In young mice, the researchers found that platelets are produced through a well-established series of steps, starting with hematopoietic stem cells (HSCs) in the bone marrow. These HSCs give rise to intermediate cells called multipotent progenitors (MPPs), which then develop into megakaryocyte progenitors (MkPs) - the cells that directly produce platelets. Throughout this process, the cells express a fluorescent protein called GFP, which allows the researchers to easily track their development.

However, as the FlkSwitch mice aged, the researchers noticed a surprising change in platelet production. In addition to the normal GFP-expressing platelets, a new population of platelets emerged that expressed a different fluorescent protein, called Tomato (Tom). These Tom+ platelets increased in number as the mice got older, eventually making up about half of all platelets in the bloodstream of elderly mice.

By analyzing the bone marrow of the aged mice, the researchers discovered that the Tom+ platelets were being produced through a new, "shortcut" pathway that bypassed the usual intermediate stages of development. Instead of arising from GFP+ MPPs and MkPs, the Tom+ platelets were being produced directly by a subset of HSCs that had never expressed GFP.
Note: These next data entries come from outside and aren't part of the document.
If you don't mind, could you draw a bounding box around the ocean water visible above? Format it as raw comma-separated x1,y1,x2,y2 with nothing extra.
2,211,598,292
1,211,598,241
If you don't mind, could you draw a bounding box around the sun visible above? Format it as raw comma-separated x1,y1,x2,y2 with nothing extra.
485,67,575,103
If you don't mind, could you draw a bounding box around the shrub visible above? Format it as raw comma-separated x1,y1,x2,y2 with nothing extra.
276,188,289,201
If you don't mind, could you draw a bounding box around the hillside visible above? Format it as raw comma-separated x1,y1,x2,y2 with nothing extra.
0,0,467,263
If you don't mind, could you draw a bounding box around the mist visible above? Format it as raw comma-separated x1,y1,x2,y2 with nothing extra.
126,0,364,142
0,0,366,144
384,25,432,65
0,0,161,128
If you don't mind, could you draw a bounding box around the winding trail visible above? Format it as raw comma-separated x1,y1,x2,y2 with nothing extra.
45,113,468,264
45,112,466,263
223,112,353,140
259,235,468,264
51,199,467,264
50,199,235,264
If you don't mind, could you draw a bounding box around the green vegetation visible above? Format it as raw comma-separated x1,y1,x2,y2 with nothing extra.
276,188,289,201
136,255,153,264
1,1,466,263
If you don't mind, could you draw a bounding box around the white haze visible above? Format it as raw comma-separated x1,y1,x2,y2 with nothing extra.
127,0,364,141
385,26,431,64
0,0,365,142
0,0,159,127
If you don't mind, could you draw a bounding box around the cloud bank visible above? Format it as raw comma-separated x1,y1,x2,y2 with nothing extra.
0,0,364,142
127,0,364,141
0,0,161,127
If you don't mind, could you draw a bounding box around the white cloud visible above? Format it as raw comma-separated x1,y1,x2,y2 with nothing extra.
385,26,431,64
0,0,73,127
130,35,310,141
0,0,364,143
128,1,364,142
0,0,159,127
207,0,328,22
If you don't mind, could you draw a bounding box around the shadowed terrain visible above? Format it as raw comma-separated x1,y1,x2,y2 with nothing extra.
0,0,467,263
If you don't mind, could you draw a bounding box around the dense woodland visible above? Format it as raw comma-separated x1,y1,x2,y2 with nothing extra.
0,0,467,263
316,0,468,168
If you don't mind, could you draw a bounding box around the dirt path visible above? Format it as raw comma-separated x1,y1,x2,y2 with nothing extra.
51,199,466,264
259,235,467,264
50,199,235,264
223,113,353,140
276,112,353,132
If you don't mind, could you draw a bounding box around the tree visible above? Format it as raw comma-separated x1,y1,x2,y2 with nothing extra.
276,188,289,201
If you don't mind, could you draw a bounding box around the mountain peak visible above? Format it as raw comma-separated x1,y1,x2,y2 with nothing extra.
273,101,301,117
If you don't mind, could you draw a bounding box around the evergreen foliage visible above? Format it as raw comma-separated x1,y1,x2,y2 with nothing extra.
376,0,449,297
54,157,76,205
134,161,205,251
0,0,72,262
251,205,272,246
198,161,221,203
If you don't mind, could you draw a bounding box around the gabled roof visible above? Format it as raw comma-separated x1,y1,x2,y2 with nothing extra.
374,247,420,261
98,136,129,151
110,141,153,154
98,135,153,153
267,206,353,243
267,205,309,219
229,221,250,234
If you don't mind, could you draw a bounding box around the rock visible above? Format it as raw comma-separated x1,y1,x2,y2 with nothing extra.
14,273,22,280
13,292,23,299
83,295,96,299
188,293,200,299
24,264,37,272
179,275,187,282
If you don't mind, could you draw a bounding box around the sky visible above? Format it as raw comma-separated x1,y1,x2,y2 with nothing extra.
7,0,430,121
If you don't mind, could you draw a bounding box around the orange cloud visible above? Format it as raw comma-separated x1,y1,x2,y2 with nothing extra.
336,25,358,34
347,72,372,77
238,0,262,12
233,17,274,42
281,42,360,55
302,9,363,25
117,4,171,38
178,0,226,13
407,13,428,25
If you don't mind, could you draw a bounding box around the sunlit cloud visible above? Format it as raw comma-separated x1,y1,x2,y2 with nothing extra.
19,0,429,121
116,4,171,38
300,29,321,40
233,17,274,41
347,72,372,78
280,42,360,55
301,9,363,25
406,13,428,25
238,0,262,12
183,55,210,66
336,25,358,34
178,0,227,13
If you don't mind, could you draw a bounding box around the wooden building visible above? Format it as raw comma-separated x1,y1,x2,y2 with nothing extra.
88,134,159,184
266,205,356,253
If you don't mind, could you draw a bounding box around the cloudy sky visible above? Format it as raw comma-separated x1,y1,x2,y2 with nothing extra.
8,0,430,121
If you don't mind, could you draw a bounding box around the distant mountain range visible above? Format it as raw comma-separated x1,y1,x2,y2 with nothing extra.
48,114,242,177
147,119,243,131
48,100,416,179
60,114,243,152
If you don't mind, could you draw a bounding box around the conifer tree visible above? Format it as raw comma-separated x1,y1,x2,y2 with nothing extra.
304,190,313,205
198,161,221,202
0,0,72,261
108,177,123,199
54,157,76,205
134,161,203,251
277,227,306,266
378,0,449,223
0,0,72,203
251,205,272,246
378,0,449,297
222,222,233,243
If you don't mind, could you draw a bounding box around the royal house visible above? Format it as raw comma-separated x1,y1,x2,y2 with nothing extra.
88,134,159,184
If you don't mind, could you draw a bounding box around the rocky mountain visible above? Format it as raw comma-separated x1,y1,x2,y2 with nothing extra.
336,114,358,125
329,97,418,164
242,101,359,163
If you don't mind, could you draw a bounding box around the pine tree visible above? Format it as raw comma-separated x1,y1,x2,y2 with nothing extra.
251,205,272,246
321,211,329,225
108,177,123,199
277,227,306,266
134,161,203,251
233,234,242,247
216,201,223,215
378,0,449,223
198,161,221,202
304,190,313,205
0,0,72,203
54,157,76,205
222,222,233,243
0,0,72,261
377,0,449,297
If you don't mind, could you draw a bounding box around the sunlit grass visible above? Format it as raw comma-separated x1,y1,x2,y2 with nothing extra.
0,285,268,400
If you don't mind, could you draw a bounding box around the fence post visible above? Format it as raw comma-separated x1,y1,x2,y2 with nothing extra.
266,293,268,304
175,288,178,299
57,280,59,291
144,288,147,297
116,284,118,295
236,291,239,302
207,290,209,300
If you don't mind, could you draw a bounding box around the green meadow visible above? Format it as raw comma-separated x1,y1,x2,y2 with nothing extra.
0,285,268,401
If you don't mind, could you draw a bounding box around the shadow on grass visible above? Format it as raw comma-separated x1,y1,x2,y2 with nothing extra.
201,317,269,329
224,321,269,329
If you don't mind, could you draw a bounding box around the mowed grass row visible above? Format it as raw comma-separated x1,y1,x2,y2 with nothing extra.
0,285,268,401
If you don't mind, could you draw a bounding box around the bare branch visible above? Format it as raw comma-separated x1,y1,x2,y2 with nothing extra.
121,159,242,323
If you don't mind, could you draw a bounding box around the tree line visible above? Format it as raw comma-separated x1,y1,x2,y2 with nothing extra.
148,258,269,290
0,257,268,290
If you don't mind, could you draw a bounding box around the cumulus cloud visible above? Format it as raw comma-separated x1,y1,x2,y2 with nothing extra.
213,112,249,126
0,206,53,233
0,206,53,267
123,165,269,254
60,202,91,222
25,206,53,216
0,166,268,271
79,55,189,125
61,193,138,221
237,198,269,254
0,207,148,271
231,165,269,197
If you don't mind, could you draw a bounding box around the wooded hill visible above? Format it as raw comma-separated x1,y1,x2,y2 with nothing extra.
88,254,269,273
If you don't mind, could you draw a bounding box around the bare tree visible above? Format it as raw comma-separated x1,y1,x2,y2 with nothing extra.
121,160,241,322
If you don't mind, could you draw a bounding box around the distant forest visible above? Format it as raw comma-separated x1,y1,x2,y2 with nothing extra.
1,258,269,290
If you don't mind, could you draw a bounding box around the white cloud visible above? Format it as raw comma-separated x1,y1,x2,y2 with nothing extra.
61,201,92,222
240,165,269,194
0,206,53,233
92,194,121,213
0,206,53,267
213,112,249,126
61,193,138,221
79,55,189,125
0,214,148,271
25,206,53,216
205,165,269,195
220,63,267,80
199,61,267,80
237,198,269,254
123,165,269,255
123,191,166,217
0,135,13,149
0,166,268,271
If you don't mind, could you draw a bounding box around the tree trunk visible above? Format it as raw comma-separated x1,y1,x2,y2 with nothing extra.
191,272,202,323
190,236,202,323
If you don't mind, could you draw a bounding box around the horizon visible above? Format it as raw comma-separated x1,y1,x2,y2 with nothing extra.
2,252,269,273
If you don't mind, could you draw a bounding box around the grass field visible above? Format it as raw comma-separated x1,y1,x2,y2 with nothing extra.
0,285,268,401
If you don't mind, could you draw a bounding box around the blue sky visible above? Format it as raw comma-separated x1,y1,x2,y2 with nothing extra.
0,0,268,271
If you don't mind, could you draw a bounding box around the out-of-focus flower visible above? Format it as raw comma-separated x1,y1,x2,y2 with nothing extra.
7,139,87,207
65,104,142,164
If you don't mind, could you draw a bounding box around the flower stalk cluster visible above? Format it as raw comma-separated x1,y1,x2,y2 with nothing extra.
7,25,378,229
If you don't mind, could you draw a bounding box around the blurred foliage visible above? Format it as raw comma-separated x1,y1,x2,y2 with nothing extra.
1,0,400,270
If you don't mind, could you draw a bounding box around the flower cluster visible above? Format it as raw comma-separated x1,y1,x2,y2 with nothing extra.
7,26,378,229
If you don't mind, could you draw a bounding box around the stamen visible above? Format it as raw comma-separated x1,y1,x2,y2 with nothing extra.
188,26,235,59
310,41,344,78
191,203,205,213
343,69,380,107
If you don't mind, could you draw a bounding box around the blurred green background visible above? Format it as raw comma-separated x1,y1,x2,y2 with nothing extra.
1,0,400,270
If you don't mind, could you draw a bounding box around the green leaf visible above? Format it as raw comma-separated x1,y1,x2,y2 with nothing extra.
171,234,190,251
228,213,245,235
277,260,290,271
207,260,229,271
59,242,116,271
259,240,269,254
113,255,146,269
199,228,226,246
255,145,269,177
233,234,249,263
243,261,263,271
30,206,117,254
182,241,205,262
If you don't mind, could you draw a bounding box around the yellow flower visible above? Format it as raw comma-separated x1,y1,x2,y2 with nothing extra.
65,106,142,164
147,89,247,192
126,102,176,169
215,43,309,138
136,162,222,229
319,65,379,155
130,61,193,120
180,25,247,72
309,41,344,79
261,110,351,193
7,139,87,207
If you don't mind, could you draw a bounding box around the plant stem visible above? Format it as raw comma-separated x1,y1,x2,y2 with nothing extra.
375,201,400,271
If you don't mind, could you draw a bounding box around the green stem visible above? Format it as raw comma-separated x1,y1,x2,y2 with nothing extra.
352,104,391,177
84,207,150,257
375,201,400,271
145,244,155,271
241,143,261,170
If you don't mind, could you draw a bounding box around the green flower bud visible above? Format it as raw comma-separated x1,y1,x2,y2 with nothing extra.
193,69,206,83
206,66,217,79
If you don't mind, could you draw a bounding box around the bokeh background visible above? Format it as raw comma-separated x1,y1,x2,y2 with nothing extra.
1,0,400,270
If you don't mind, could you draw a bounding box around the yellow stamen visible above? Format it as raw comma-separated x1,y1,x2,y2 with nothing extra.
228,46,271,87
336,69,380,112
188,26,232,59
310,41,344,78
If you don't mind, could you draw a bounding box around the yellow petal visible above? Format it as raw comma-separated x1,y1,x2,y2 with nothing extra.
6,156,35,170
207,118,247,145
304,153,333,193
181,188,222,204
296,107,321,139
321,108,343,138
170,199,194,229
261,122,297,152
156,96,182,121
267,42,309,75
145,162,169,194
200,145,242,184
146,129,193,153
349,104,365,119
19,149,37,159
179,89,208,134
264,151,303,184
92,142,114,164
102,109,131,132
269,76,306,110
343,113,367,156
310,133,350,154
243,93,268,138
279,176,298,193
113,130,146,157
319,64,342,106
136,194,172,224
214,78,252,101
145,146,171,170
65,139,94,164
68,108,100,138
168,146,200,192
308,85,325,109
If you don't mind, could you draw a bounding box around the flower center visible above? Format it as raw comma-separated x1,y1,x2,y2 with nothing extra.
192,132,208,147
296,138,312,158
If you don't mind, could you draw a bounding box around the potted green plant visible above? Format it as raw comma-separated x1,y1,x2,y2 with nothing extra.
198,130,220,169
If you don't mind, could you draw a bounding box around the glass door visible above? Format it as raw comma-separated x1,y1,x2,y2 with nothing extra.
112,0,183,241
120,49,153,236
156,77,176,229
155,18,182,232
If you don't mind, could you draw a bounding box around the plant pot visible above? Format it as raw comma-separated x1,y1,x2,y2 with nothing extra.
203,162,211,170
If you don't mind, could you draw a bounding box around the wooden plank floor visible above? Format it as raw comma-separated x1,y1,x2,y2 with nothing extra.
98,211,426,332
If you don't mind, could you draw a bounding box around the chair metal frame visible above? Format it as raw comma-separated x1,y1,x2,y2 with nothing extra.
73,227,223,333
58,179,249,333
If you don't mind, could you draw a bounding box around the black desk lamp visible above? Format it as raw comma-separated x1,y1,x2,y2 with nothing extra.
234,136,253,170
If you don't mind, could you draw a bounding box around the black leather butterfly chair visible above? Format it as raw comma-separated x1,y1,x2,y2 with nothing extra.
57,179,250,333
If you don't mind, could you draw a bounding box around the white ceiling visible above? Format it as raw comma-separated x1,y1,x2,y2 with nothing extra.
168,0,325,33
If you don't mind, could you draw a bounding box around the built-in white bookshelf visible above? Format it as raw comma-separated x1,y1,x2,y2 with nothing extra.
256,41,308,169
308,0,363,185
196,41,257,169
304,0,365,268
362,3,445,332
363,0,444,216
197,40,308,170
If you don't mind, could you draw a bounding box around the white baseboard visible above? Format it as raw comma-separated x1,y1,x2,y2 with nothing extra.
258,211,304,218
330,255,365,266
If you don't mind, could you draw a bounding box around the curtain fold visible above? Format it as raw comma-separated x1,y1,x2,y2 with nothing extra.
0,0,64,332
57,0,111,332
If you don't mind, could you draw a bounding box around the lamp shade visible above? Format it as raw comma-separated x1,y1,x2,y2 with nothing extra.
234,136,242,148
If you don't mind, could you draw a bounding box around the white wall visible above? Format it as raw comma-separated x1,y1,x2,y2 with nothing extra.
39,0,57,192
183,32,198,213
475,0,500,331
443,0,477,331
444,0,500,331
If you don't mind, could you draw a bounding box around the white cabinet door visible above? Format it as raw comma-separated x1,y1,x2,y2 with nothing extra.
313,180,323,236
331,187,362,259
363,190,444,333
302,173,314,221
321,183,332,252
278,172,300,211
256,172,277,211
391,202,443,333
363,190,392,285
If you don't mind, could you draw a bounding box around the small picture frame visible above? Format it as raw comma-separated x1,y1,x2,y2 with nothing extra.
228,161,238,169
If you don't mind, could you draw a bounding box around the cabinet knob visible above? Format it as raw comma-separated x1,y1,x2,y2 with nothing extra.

This aging-induced shortcut pathway had several important consequences. First, the Tom+ MkPs were functionally enhanced compared to their GFP+ counterparts, meaning they were better at producing platelets both in the laboratory and when transplanted into new mice. Second, the Tom+ MkPs were able to respond more quickly and robustly when the mice were experimentally depleted of platelets, rapidly restoring platelet numbers to normal levels.

Most strikingly, the researchers found that the Tom+ platelets produced by the shortcut pathway were functionally distinct from the GFP+ platelets. In a series of experiments, they showed that the Tom+ platelets were "hyper-reactive" - they were more prone to activating and aggregating in response to stimuli, and they formed larger, more stable clots at sites of blood vessel injury.

This hyper-reactivity of the aging-induced Tom+ platelets may help explain why elderly individuals are at higher risk for thrombosis, the formation of blood clots that can lead to heart attacks, strokes, and other cardiovascular events. The researchers propose that the shortcut pathway for platelet production, and the hyper-reactive platelets it generates, may be a key driver of age-related thrombosis risk.

The discovery of this aging-induced shortcut pathway for platelet production is significant for several reasons. First, it challenges the conventional understanding of how blood cells develop, showing that the process is more flexible and adaptable than previously thought. Second, it identifies a specific population of cells - the Tom+ MkPs and platelets - that could potentially be targeted with drugs or other interventions to reduce thrombosis risk in elderly individuals.

In summary, this study identifies a previously unknown pathway for platelet production that emerges with aging, and shows that this pathway generates hyper-reactive platelets that may contribute to age-related thrombosis risk. By illuminating the complex interplay between aging, stem cell biology, and cardiovascular health, this research opens up new avenues for understanding and potentially intervening in the aging process.